More new homes still aren’t enough to ease inventory woesby Marcie Geffner
Homebuilders have stepped up production of for-sale houses, but in a cautious and measured way that might not be enough to ease supply constraints in some markets, judging by recent reports from the National Association of Home Builders (NAHB) and the U.S. Census Bureau.
The NAHB reported that homebuilding nationwide declined 9.8 percent to 999,000 units in December. That figure is seasonally adjusted to account for the slower pace of construction in winter and annualized to represent how many homes would be completed if the monthly pace continued for a year.
NAHB Chief Economist David Crowe said in a statement that 2013 was a good year for home building as production was up 18 percent compared with 2012.

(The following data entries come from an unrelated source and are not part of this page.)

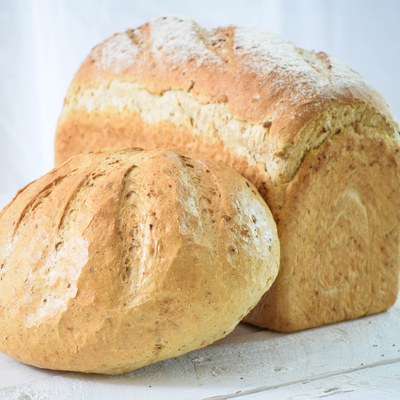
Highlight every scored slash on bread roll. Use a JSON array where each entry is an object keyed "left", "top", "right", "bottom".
[
  {"left": 0, "top": 149, "right": 279, "bottom": 374},
  {"left": 55, "top": 17, "right": 400, "bottom": 331}
]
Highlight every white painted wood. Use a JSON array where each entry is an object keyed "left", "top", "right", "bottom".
[
  {"left": 234, "top": 363, "right": 400, "bottom": 400},
  {"left": 0, "top": 303, "right": 400, "bottom": 400}
]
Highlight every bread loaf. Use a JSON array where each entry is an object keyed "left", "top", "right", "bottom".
[
  {"left": 56, "top": 17, "right": 400, "bottom": 331},
  {"left": 0, "top": 149, "right": 279, "bottom": 374}
]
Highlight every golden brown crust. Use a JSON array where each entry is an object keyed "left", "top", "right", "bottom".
[
  {"left": 56, "top": 17, "right": 400, "bottom": 331},
  {"left": 0, "top": 149, "right": 279, "bottom": 374}
]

Permits, completions pause
The U.S. Census Bureau reported that builders obtained new permits at a seasonally adjusted and annualized pace of 986,000 housing units in December. That pace was 3 percent lower than the revised November rate of slightly more than 1 million, but 4.6 percent higher than the December 2012 estimate of 943,000.
The seasonally adjusted annualized pace of housing completions in December stood at 744,000 units, a 10.8 percent drop compared with the revised November estimate of 834,000, the Census Bureau reported.
The Census Bureau numbers include permits for both single-family and multifamily housing units.
Slow construction squeeze
Lawrence Yun, chief economist at the National Association of Realtors, has said repeatedly that the slow pace of construction is squeezing post-recession housing markets.
“Home sales are hurt by higher mortgage interest rates, constrained inventory and continuing tight credit,” Yun said in a NAR statement. “There is a pent-up demand for both rental and owner-occupied housing as household formation will inevitably burst out, but the bottleneck is in limited housing supply, due to the slow recovery in new home construction.”
Supply constraints put upward pressure on home sales prices and rents at the end of 2013. Both prices and rents rose last year at a faster pace than had been seen in several prior years, Yun added.
More new construction could be good news for buyers in some areas, though pickings might still remain slim for some time.